A young writer wanted to write about bees. She had lots of facts — bees buzz, bees have stripes, bees make honey, bees help plants. "Great facts!" said Facta. "Now — what's the ONE big idea they all point to?" The writer thought. "Bees are… important?"
"Yes! 'Bees are important' is your main idea. Now every fact is a leaf on that branch."
Facta showed how to GROUP related facts. "Put the honey facts together. Put the helping-plants facts together." Grouping kept the writing from wandering. Then she added a fact under each group, with a linking word: Bees make honey. Also, they help plants make fruit.
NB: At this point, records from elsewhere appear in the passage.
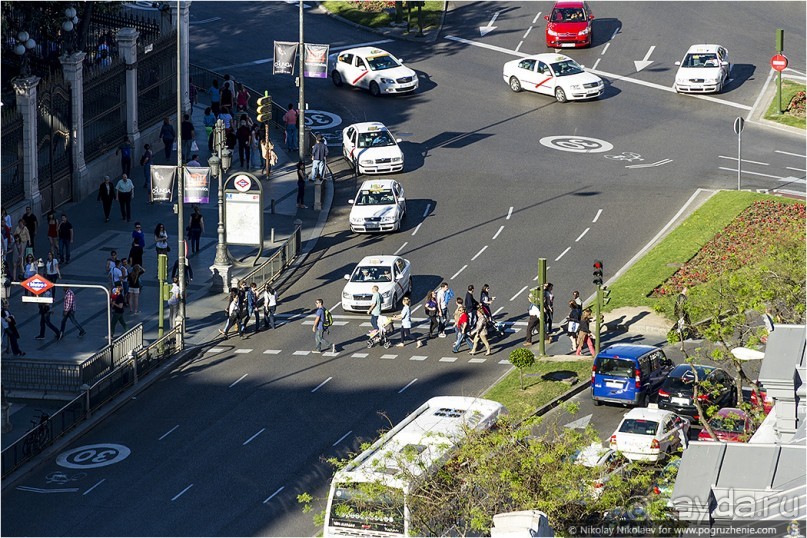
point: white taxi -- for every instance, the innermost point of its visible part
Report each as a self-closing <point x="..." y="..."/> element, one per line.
<point x="373" y="69"/>
<point x="704" y="69"/>
<point x="552" y="74"/>
<point x="371" y="149"/>
<point x="392" y="275"/>
<point x="650" y="434"/>
<point x="379" y="206"/>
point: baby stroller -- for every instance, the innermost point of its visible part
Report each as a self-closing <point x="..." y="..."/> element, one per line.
<point x="382" y="335"/>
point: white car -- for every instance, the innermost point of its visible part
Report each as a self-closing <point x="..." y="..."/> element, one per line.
<point x="371" y="149"/>
<point x="704" y="69"/>
<point x="379" y="206"/>
<point x="552" y="74"/>
<point x="650" y="434"/>
<point x="374" y="69"/>
<point x="392" y="275"/>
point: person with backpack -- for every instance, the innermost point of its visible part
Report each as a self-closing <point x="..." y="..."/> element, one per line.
<point x="322" y="323"/>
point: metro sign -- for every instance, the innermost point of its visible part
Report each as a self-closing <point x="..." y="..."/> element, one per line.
<point x="37" y="284"/>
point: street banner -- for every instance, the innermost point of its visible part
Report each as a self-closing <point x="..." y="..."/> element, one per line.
<point x="162" y="183"/>
<point x="315" y="64"/>
<point x="197" y="185"/>
<point x="285" y="52"/>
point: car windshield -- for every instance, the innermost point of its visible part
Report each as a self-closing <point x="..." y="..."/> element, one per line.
<point x="378" y="197"/>
<point x="638" y="426"/>
<point x="565" y="68"/>
<point x="379" y="63"/>
<point x="376" y="139"/>
<point x="700" y="60"/>
<point x="371" y="274"/>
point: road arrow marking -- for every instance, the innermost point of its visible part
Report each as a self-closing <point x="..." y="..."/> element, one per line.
<point x="485" y="30"/>
<point x="579" y="424"/>
<point x="641" y="64"/>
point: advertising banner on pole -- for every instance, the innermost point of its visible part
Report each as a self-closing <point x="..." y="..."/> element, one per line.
<point x="285" y="51"/>
<point x="162" y="183"/>
<point x="197" y="185"/>
<point x="315" y="64"/>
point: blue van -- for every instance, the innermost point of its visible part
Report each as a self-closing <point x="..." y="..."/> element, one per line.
<point x="628" y="374"/>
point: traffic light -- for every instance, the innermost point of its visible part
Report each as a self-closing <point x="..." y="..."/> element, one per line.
<point x="597" y="272"/>
<point x="265" y="108"/>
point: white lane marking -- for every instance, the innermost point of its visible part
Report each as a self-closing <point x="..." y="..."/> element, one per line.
<point x="563" y="253"/>
<point x="458" y="272"/>
<point x="407" y="385"/>
<point x="178" y="495"/>
<point x="788" y="153"/>
<point x="273" y="494"/>
<point x="315" y="389"/>
<point x="238" y="380"/>
<point x="519" y="292"/>
<point x="483" y="249"/>
<point x="95" y="486"/>
<point x="253" y="437"/>
<point x="166" y="434"/>
<point x="342" y="438"/>
<point x="744" y="160"/>
<point x="581" y="235"/>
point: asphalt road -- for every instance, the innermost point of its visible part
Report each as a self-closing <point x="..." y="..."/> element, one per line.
<point x="225" y="444"/>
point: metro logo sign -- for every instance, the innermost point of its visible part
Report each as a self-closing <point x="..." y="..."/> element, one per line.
<point x="37" y="284"/>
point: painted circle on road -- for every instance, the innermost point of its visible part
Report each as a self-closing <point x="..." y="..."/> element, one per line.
<point x="91" y="456"/>
<point x="319" y="119"/>
<point x="576" y="144"/>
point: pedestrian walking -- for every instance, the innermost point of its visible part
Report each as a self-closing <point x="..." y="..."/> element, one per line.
<point x="118" y="309"/>
<point x="45" y="312"/>
<point x="196" y="228"/>
<point x="290" y="118"/>
<point x="167" y="135"/>
<point x="65" y="233"/>
<point x="270" y="297"/>
<point x="138" y="244"/>
<point x="125" y="195"/>
<point x="125" y="152"/>
<point x="106" y="193"/>
<point x="161" y="239"/>
<point x="69" y="312"/>
<point x="319" y="329"/>
<point x="318" y="155"/>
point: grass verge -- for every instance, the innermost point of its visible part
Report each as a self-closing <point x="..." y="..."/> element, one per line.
<point x="538" y="388"/>
<point x="789" y="89"/>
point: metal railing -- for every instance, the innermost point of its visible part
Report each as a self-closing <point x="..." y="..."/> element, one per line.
<point x="138" y="363"/>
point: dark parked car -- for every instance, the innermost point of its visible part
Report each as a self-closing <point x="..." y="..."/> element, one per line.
<point x="676" y="392"/>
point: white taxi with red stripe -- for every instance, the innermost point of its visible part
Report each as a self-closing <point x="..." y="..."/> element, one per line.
<point x="552" y="74"/>
<point x="373" y="69"/>
<point x="371" y="149"/>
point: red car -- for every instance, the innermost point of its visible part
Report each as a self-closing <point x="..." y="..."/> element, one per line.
<point x="569" y="25"/>
<point x="731" y="425"/>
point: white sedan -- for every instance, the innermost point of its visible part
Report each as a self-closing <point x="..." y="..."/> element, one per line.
<point x="373" y="69"/>
<point x="552" y="74"/>
<point x="392" y="275"/>
<point x="650" y="434"/>
<point x="371" y="149"/>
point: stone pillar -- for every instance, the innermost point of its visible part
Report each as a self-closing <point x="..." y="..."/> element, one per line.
<point x="25" y="89"/>
<point x="183" y="19"/>
<point x="127" y="45"/>
<point x="73" y="70"/>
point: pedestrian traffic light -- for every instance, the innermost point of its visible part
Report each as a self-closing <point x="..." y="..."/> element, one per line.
<point x="265" y="108"/>
<point x="597" y="272"/>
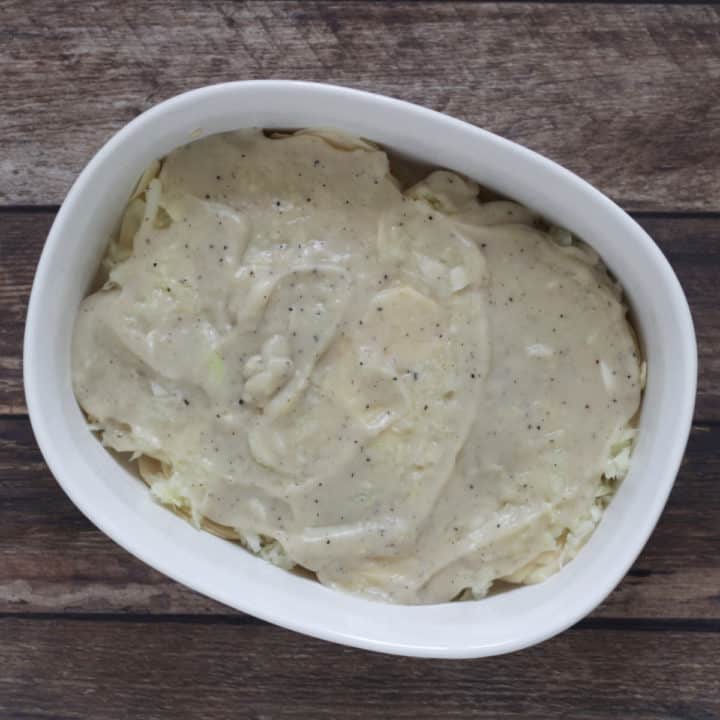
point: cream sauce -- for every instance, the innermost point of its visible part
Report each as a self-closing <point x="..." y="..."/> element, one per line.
<point x="411" y="392"/>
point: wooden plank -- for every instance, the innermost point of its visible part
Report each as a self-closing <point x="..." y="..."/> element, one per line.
<point x="53" y="560"/>
<point x="690" y="244"/>
<point x="101" y="669"/>
<point x="627" y="96"/>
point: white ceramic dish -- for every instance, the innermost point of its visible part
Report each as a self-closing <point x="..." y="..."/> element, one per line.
<point x="120" y="505"/>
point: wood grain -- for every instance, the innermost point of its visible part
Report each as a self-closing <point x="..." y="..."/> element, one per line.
<point x="690" y="244"/>
<point x="627" y="97"/>
<point x="113" y="670"/>
<point x="53" y="560"/>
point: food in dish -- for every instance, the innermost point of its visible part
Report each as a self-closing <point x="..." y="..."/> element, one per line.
<point x="413" y="394"/>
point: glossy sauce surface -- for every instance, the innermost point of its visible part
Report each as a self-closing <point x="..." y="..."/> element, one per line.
<point x="408" y="393"/>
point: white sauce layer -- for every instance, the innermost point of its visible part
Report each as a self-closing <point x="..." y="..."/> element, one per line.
<point x="408" y="393"/>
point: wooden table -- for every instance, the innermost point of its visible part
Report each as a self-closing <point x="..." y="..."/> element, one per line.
<point x="626" y="95"/>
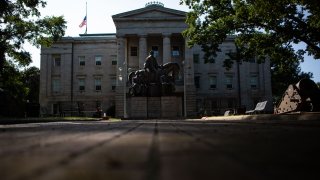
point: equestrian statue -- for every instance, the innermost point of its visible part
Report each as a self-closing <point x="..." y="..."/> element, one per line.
<point x="153" y="79"/>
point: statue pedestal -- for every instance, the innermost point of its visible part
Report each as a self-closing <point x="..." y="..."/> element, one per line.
<point x="155" y="107"/>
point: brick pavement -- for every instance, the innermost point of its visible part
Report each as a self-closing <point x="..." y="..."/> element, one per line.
<point x="160" y="150"/>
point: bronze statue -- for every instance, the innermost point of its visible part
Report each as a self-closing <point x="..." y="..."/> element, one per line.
<point x="153" y="80"/>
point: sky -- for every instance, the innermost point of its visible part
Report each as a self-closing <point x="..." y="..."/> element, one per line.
<point x="99" y="20"/>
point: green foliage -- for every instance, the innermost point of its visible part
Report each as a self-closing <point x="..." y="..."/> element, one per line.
<point x="19" y="22"/>
<point x="19" y="86"/>
<point x="261" y="28"/>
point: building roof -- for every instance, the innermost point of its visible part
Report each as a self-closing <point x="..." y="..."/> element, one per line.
<point x="150" y="12"/>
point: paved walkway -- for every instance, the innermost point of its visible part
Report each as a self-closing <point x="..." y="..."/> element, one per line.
<point x="160" y="150"/>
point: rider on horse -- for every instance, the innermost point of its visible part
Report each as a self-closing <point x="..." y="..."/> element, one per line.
<point x="151" y="66"/>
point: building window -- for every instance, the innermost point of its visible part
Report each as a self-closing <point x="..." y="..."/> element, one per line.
<point x="134" y="51"/>
<point x="55" y="108"/>
<point x="254" y="81"/>
<point x="197" y="81"/>
<point x="81" y="85"/>
<point x="229" y="80"/>
<point x="231" y="103"/>
<point x="97" y="84"/>
<point x="175" y="51"/>
<point x="113" y="83"/>
<point x="98" y="60"/>
<point x="56" y="60"/>
<point x="82" y="61"/>
<point x="113" y="59"/>
<point x="213" y="82"/>
<point x="155" y="50"/>
<point x="196" y="58"/>
<point x="211" y="61"/>
<point x="252" y="60"/>
<point x="55" y="85"/>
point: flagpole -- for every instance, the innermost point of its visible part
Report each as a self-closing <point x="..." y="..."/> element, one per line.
<point x="86" y="20"/>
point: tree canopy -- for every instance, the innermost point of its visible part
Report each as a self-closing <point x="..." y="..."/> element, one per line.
<point x="261" y="28"/>
<point x="19" y="22"/>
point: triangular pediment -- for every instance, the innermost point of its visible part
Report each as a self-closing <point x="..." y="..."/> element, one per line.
<point x="150" y="12"/>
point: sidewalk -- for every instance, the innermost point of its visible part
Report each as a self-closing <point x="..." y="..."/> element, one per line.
<point x="267" y="117"/>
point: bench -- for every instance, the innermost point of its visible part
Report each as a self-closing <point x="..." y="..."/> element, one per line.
<point x="259" y="107"/>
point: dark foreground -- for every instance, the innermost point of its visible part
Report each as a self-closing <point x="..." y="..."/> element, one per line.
<point x="160" y="149"/>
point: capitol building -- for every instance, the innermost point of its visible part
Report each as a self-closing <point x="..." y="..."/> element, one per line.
<point x="80" y="75"/>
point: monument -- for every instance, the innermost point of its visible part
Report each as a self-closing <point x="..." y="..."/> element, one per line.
<point x="151" y="91"/>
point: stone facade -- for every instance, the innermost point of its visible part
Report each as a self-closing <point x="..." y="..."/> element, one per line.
<point x="89" y="72"/>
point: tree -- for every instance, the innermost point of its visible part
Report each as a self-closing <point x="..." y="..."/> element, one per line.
<point x="19" y="22"/>
<point x="19" y="87"/>
<point x="261" y="28"/>
<point x="283" y="74"/>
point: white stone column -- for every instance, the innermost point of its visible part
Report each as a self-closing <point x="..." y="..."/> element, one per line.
<point x="166" y="48"/>
<point x="142" y="50"/>
<point x="189" y="87"/>
<point x="121" y="77"/>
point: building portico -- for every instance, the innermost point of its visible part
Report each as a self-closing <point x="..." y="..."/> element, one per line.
<point x="155" y="28"/>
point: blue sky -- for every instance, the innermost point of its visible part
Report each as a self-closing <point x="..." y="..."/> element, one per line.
<point x="99" y="21"/>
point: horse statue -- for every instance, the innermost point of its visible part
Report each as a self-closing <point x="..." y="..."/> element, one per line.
<point x="141" y="81"/>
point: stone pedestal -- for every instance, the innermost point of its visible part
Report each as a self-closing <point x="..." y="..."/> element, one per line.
<point x="155" y="107"/>
<point x="137" y="107"/>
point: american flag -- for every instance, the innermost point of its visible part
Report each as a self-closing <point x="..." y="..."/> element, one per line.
<point x="84" y="22"/>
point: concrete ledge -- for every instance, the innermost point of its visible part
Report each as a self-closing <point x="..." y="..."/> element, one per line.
<point x="265" y="117"/>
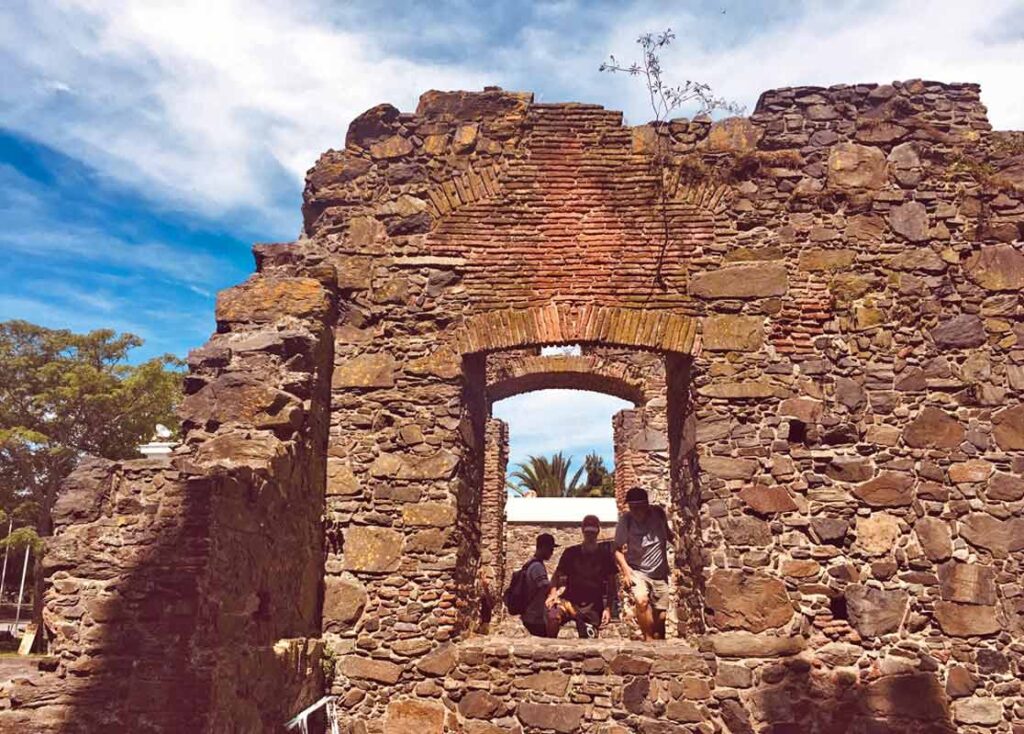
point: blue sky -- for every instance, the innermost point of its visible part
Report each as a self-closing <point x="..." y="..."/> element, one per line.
<point x="145" y="145"/>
Main idea up top, grouped details below. That's informative writing.
A lab-mate mixed in "and bees are the BEST bug." Facta blinked kindly. "That's an OPINION — what you think. Informative writing sticks to FACTS you can check." She showed the difference: bees make honey (fact) vs bees are the best (opinion). No shame — just a gentle sort.
Knowing fact from opinion is a writer's superpower.
By the end, the young writer had a clear, factual paragraph that actually taught something.
"Someone could really learn from this!" she realized.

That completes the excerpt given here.